In regard to Airstream: You're right. American made. My counter point would be that they're now owned by Thor. Part of the Thor reputation seems to be being incurred on Airstream.

I have a side business of manufactured goods out of China. I don't want bottom line prices - I typically want better quality and will pay, usually, 50% more for it. It's hard to find that, because it's hard to see and price is most obvious.

In regard to posts here, you seem to indicate that it's not manufacturers fault that they put tires out of China on units, but you haven't indicated that there is any sort of relationship between tires that are being made out of China and a high failure rate. You do indicate that we should do the best we can with any tire via proper inflation, loading, and installing a TPMS, but again, I think the beef is that MANY of those tires are at a higher (perhaps significantly) than a tire that you and I could buy from Goodyear in a proper load and speed range. You don't seem to acknowledge that.

You may be right, we may all be wasting money by replacing perfectly good China-based tires that are loaded to max... But with the kind of damage that an exploded tire does to a trailer, lack of accountability from the tire importer, and the fact that you simply can't prove what happened prior to tire explosion... Replacing those tires is a bet that I'm willing to make.

There are complaints about US tires. And we're basically arguing about points of view because we don't have complete statistics on how many of a given brand / model of tire are on the road.
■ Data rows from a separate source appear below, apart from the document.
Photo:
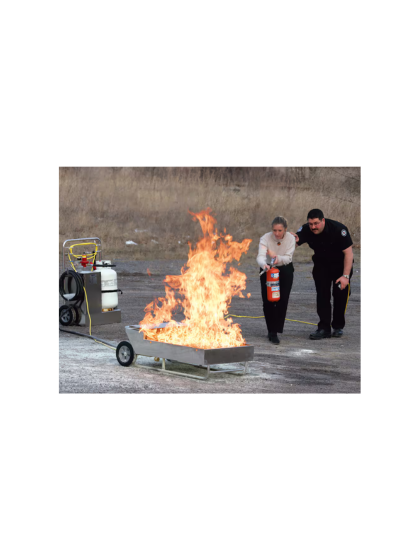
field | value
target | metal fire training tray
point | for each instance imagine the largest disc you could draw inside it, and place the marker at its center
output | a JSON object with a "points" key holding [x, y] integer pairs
{"points": [[199, 357]]}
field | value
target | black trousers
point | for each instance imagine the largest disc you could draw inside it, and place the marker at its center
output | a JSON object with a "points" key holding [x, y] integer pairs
{"points": [[275, 311], [324, 277]]}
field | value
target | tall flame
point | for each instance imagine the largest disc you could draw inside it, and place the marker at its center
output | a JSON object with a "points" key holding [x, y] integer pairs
{"points": [[206, 287]]}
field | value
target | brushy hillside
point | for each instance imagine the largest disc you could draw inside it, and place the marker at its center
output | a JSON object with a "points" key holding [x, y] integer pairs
{"points": [[150, 205]]}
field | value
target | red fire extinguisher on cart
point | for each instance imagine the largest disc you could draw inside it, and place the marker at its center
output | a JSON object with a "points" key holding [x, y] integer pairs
{"points": [[273, 283]]}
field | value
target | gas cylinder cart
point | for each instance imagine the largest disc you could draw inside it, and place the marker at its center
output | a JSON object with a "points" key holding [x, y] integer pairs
{"points": [[138, 345], [88, 285]]}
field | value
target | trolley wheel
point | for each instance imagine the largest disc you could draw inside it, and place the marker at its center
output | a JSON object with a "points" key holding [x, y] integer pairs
{"points": [[78, 315], [125, 353], [67, 315]]}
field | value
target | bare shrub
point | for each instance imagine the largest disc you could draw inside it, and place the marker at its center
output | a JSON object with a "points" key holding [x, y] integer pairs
{"points": [[150, 205]]}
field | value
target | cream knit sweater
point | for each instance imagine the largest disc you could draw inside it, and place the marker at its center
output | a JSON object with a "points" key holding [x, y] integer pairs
{"points": [[284, 251]]}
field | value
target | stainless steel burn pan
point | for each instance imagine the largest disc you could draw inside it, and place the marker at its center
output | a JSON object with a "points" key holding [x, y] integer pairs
{"points": [[187, 354]]}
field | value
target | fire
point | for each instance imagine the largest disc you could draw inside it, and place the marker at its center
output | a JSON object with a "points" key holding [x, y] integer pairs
{"points": [[206, 286]]}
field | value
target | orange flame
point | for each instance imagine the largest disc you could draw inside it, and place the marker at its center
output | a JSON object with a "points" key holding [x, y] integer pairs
{"points": [[206, 287]]}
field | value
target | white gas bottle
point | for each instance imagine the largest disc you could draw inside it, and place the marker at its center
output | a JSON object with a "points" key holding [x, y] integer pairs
{"points": [[108, 283]]}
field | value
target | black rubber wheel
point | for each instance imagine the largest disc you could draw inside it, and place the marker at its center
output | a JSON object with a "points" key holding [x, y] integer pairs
{"points": [[125, 353], [67, 315]]}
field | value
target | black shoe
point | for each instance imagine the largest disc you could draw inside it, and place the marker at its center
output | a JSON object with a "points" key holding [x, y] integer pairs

We can look at complaints, but if there are 20k tires on the road and we see only 30 complaints, that's probably a pretty good tire.

I do think that most RVs - at least the RVs that you buy in the <100k range in the USA are of what I'd call "marginal quality" - they largely have the same construction techniques and often illustrate the same lack of attention to detail: wires everywhere, no engineered wiring diagrams, plumbing is hap-hazzard, door / trim alignment products, construction debris, poorly installed screws... This is what the market produces at price point and the generally work well for a while or can last for quite a while if properly maintained (kinda like tires).

RV quality - if you ask for it at the dealer: It largely seems to translate to "trim" - They'll sell you an RV with real wood cabinets, fancier electronics, etc.. Rarely does it get into a better roof system, better suspension, better framing techniques.. Well, not until you're really look at units that were designed for customers seeking those things.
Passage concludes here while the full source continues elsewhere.